August 7, 2007

CONTACT: Mary Lynn Williams, 908-527-4346


Yellow-Crowned Night Herons
Are Living in Roselle
Another Threatened Species Chooses Union County as Home

Roselle, NJ – A pair of yellow-crowned night herons with two chicks has been spotted nesting in the canopy of some mature trees in Roselle, New Jersey, near Warinanco Park. The birds have been nesting there for about three years.

“Union County is one of the most densely populated counties in New Jersey. Despite that, there is an abundance of wildlife in our parks, waterways and neighborhoods,” said Union County Freeholder Chairwoman Bette Jane Kowalski. “Our park system and the urban and suburban areas located near our parks provide the three main components – food, water, and shelter – for many different birds and wildlife.”

Generally, herons find refuge in wooded swamps, fresh and saltwater marshes and thickets. Yellow crowns prefer to hunt in open water, mud flats, and in partially submerged vegetation. The species requires shallow water habitats with an abundance of invertebrates, insects and fish.
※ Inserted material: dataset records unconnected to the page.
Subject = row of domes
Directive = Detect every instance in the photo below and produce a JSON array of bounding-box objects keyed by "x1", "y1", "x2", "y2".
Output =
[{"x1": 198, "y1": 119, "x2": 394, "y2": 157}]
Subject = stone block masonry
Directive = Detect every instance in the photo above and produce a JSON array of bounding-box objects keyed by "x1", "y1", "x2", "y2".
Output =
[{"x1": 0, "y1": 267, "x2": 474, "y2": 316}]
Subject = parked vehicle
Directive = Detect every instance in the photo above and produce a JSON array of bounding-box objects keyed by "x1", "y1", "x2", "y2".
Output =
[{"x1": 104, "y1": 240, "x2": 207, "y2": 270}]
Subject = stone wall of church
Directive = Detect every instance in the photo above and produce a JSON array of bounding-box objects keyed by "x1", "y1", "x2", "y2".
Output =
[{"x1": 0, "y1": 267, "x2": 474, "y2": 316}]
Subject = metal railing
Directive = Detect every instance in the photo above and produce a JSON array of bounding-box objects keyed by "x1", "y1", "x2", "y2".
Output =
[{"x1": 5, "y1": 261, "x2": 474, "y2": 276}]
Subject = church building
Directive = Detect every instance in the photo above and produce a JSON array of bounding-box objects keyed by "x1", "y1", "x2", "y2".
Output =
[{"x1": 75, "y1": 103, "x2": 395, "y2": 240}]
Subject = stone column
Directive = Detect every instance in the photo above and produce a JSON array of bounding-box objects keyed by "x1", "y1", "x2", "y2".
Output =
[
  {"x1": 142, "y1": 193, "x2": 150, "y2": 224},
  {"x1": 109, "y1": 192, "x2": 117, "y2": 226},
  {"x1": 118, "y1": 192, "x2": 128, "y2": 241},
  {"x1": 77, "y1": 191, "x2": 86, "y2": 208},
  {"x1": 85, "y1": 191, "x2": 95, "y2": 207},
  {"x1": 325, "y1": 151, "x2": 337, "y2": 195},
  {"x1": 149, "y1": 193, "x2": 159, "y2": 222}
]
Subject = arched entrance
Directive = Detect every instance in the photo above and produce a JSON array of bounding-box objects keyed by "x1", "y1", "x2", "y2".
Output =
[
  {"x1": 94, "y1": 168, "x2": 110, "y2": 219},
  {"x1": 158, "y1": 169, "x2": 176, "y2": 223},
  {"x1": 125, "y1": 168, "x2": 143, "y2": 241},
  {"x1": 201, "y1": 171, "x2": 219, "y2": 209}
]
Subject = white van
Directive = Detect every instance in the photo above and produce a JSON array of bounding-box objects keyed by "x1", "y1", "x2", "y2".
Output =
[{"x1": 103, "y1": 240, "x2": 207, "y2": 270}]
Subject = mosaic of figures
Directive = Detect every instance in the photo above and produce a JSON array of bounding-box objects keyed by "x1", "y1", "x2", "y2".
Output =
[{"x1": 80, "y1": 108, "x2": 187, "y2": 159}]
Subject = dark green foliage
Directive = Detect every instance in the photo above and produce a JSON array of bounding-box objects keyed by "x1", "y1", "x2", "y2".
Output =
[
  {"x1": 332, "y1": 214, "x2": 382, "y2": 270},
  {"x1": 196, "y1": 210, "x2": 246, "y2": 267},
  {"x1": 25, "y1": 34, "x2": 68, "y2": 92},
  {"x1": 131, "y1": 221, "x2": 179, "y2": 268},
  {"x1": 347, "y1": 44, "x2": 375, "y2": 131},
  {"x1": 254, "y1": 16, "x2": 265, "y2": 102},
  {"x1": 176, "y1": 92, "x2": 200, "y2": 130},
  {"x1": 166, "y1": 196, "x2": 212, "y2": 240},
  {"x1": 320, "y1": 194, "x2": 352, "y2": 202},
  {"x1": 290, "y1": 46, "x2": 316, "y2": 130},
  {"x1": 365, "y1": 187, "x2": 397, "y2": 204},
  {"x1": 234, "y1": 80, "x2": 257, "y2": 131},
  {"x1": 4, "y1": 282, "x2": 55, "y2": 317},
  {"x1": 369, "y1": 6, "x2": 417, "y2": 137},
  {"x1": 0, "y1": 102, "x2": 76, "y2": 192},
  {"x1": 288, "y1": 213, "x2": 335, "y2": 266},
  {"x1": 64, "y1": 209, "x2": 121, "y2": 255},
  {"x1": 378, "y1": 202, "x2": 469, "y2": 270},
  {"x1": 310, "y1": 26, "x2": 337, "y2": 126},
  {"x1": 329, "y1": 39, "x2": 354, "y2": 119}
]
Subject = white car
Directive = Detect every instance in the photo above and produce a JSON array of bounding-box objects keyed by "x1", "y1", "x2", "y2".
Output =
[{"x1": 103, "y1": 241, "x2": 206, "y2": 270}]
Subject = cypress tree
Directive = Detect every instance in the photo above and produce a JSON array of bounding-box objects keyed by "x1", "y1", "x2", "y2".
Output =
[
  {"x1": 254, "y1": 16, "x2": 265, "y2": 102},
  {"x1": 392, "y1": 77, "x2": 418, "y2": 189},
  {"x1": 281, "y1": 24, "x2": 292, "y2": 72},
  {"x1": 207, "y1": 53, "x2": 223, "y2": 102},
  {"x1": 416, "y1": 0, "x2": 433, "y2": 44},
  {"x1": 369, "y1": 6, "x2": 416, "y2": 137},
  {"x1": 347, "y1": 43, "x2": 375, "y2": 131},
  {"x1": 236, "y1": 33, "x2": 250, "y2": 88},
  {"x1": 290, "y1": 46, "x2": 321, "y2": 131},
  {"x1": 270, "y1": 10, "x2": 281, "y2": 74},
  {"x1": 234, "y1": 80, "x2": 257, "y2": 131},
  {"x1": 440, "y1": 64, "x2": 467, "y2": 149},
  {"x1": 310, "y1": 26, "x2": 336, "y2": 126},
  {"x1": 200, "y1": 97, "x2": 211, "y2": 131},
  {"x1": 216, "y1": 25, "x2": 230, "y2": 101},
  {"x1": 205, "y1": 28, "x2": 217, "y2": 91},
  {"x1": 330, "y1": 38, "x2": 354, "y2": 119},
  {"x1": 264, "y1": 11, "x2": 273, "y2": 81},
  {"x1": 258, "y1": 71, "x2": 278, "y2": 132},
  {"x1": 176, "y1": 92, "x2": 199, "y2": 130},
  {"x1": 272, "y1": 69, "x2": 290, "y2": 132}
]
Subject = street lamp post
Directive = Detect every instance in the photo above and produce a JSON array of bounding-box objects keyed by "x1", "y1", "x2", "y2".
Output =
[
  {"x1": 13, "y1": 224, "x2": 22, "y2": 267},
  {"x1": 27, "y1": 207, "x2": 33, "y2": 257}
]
The Endangered and Non-game Species Program (ENSP) documents reports of yellow-crowned night herons nesting in residential neighborhoods, parks, campgrounds, and other areas in close proximity to humans. It is considered unusual to find the species in an urban area like Roselle.

“We may begin to see more wildlife settling in Union County,” Freeholder Chairwoman Bette Jane Kowalski further explained. “In New Jersey, coastal development has eliminated much of the habitat these birds find suitable.”

From 1970 to about 1980 there was a steady decline in the number of breeding pairs of the yellow-crowned night heron. As a result of population decline and habitat loss, in 1984 the yellow-crowned night heron was listed as a threatened species in New Jersey.

The lake in Warinanco Park was restored recently. More than 20,000 aquatic plants, perennials, trees and shrubs were planted among carefully placed boulders to prevent erosion and stabilize the banks. The restoration has resulted in an increase in wildlife to the area. The yellow-crowned night herons frequent Warinanco Park and have been spotted at the lake along the shoreline. Yellow-crowned night herons are migratory birds. They usually begin to leave the colder northern areas around August or September.

Union County has become home to numerous threatened and endangered bird species. These include black-crowned herons that live in Warinanco Park and a pair of peregrine falcons that recently bred atop the Union County Courthouse in Elizabeth.